Pro-Russian Hacktivist Group Claims 6600 Attacks Targeting Europe
Pro-Russian hacktivist gang Noname has claimed over 6600 attacks since March 2022, almost exclusively targeting European nations, new research from Orange Cyberdefense has shown.
The cybersecurity vendor’s Security Navigator 2025 report found that 96% of Noname’s attacks targets included Ukraine, Czech Republic, Spain, Poland and Italy and have been ongoing since Russia began its invasion of Ukraine in early 2022.
The hacktivist group has not targeted the US once during this period, the researchers found.
Speaking to press ahead of the report’s launch, Charl van der Walt, Global Head of Security Research at Orange Cyberdefense, said a possible explanation for this is the group is wary of coming to the attention of US authorities, having observed the high-profile takedowns of major cybercriminal gangs like LockBit in the past year.
“We think they don’t want to poke that bear,” commented van der Walt.
Noname Highly Reactive to Events
The researchers observed that Noname tends to target “symbolic” European entities with DDoS attacks, with the primary goal of using technical disruptions to manipulate public opinion and destabilize societal confidence in countries considered to go against Russian interests.
These are designed to draw attention to political and economic issues, pushing the narrative that Western ideas and institutions are not working and crumbling on platforms like Telegram and X (formerly Twitter).
Van der Walt said that the group is reactive to geopolitical events, with its “operational cadence defined by what’s happening in the real world.”
For example, it launched a spate of attacks against targets in Spain after Spanish police arrested three individuals suspected of being members of Noname in July 2024.
Many of these events are not directly related to Russia. This was shown when Noname launched DDoS attacks against websites of Belgian institutions in October 2024 in support of protests by farmers in Belgium.
Additionally, Noname was behind DDoS attacks on numerous UK councils in late October 2024, which it claimed was retribution for British military support for Ukraine.

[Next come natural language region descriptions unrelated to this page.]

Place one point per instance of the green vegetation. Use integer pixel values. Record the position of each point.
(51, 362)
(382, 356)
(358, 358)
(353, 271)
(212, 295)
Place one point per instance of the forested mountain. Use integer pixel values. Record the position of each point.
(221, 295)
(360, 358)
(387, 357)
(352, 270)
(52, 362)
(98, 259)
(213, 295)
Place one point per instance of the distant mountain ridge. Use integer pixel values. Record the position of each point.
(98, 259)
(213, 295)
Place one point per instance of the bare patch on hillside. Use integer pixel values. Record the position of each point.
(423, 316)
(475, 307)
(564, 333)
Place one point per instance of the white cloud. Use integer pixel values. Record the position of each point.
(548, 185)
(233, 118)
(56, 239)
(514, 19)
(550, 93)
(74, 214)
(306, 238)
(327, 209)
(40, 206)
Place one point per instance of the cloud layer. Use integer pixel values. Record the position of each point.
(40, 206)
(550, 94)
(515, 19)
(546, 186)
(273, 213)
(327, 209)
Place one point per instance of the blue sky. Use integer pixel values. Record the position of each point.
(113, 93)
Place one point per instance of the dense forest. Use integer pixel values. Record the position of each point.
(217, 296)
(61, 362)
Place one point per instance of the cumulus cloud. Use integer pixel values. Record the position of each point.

Van der Walt said there is no evidence of a direct strategic relationship between the Russian government and Noname, although there is clear ideological alignment between them.
Continued Hybridization of Hacktivism
The report highlighted how hacktivism has changed significantly, with its current ‘establishment era’ becoming particularly prominent since Russia’s invasion of Ukraine.
Orange Cyberdefense defined the previous hacktivist carnations as:
- Digital utopia (1985-2005). Made up of hackers who envisioned a better internet and who wanted to draw attention to security and other issues in this environment
- Anti-establishment (2006-2013). Hacktivists in this era primarily targeted governments and big businesses whose actions they did not agree with. The Anonymous collective was particularly prominent during this period
- Establishment (2014 – present). More hacktivist activity from Russia-aligned groups in recent years. Many hacktivist groups have moved away from being anti-government to openly aligning with the objectives of certain nation states
Read now: From Protests to Profit: Why Hacktivists Are Joining the Ransomware Ranks
As well as aligning with nation-states, another trait of modern hacktivism is overlap and cooperation with financially motivated cybercriminals. Van der Walt said this trend is testing the security community’s desire to give labels to threat actors.
A notable trait of hacktivist groups is that they operate in the public domain, openly boasting and discussing their activities.
They also often use volunteers to help boost attacks. For example, Noname employs “DDoSia” tactics, in which it declares its target websites and asks for volunteers to join in to increase the attack volume.
Volunteers are often incentivized with cryptocurrency payments for these activities, van der Walt added.
Hacktivists Extend Reach to OT Systems
Another trend relating to hacktivist activity is the targeting of operation technology (OT) systems used by critical industries such as manufacturing, energy, healthcare and transportation with the aim of causing disruption.
Orange Cyberdefense attributed 23% of ‘Category 2’ attacks targeting OT in the past year to hacktivists. Category 2 incidents are defined by the UK’s National Cyber Security Centre (NCSC) as cyber-attacks that have a serious impact on central government, essential services, a large proportion of the population or the economy.
Nation-state actors tend to avoid destructive attacks on these environments for fear of escalating tensions between nation-states, van der Walt noted. However, hacktivist groups have no such constraints.